Pore-scale modeling of gravity-driven superheated vapor flooding process in porous media using the lattice Boltzmann method

In this work, a hybrid method combining interparticle-potential multiphase LBM, finite difference method and characteristic-line wetting scheme, is developed for pore-scale simulation of superheated vapor displacing liquid, driven by gravity, in a porous geometry. The influence of injected vapor superheat, surface wettability and gravity on two-phase displacement and heat transfer processes is investigated. Results show that in thermal displacement, the vapor-liquid interface is unstable and trapped liquid blobs gradually evaporate into vapor. At low vapor superheat degrees, the displacement efficiency, as compared to isothermal displacement, is significantly improved, but it reduces as the vapor superheat degree rises due to the shift of displacement patterns. At all contact angles considered, the displacement always exhibits viscous fingering, although vapor flowpaths become wider with increasing surface wettability.

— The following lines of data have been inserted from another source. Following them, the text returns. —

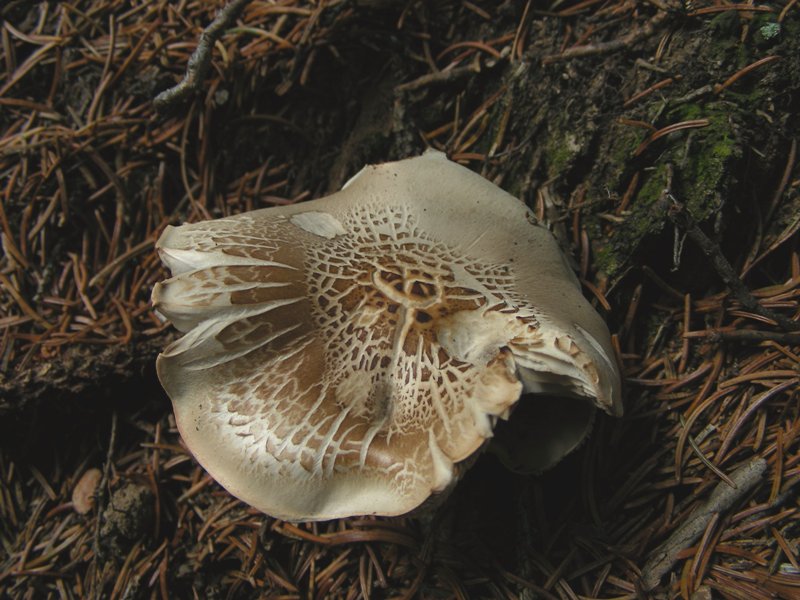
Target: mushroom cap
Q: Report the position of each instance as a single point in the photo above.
(343, 355)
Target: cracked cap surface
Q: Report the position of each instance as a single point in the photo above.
(342, 355)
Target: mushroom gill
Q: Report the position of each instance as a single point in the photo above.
(341, 356)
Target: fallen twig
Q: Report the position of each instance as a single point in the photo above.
(723, 497)
(200, 61)
(633, 37)
(678, 214)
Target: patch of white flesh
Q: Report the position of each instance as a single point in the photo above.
(318, 223)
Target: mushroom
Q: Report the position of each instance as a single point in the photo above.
(346, 355)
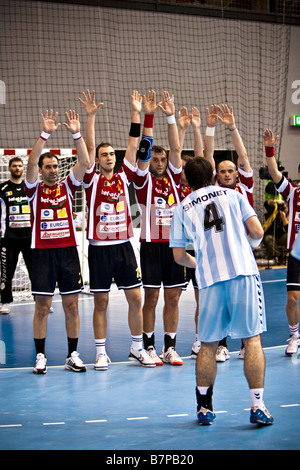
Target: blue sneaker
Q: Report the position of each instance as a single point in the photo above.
(205, 416)
(260, 416)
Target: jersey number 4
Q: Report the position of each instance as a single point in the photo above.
(212, 218)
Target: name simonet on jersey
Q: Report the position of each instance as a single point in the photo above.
(51, 213)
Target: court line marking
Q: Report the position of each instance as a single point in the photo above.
(53, 424)
(134, 364)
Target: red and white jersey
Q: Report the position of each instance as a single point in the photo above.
(291, 194)
(157, 199)
(108, 201)
(184, 191)
(244, 185)
(51, 213)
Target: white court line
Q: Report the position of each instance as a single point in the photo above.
(287, 406)
(140, 417)
(97, 421)
(53, 424)
(11, 425)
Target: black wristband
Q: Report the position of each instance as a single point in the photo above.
(135, 130)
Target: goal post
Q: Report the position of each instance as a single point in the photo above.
(67, 158)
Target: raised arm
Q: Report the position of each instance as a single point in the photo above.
(209, 139)
(134, 134)
(144, 152)
(49, 126)
(183, 124)
(269, 142)
(91, 110)
(196, 123)
(83, 162)
(168, 108)
(227, 118)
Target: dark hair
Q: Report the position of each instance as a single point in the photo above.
(14, 159)
(102, 144)
(198, 172)
(159, 149)
(46, 155)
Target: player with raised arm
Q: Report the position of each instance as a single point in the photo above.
(54, 251)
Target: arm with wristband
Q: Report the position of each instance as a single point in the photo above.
(135, 128)
(91, 110)
(183, 123)
(269, 143)
(83, 162)
(229, 120)
(168, 108)
(196, 124)
(145, 148)
(49, 126)
(209, 139)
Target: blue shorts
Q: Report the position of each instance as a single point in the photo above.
(233, 308)
(56, 265)
(113, 263)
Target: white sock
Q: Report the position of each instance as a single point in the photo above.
(202, 390)
(294, 330)
(257, 397)
(100, 346)
(172, 335)
(137, 342)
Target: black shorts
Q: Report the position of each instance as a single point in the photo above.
(190, 273)
(159, 267)
(57, 265)
(113, 262)
(293, 274)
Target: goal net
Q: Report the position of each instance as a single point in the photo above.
(51, 51)
(67, 158)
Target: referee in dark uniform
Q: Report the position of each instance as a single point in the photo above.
(15, 230)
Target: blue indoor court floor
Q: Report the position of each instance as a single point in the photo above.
(131, 408)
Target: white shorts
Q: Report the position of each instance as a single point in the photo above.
(234, 308)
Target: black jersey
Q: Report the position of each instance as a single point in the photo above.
(15, 211)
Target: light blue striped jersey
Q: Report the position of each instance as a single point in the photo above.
(212, 218)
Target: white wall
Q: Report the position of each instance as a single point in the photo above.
(290, 145)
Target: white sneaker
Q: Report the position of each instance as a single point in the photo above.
(171, 357)
(242, 353)
(141, 356)
(40, 364)
(151, 351)
(75, 363)
(195, 349)
(102, 361)
(293, 345)
(222, 354)
(4, 309)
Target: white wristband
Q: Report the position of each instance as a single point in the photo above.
(253, 242)
(210, 131)
(172, 119)
(44, 135)
(76, 136)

The final vapor saturation is insensitive to surface wettability, but reducing contact angle leads to a less even temperature distribution inside vapor and a decrease in final average vapor temperature. In addition, increasing gravity is found to reduce vapor front temperature, but it almost has no effect on final average vapor temperature because the final average vapor temperature does not only depend on specific interfacial length but also on fingering number and inlet flow rate.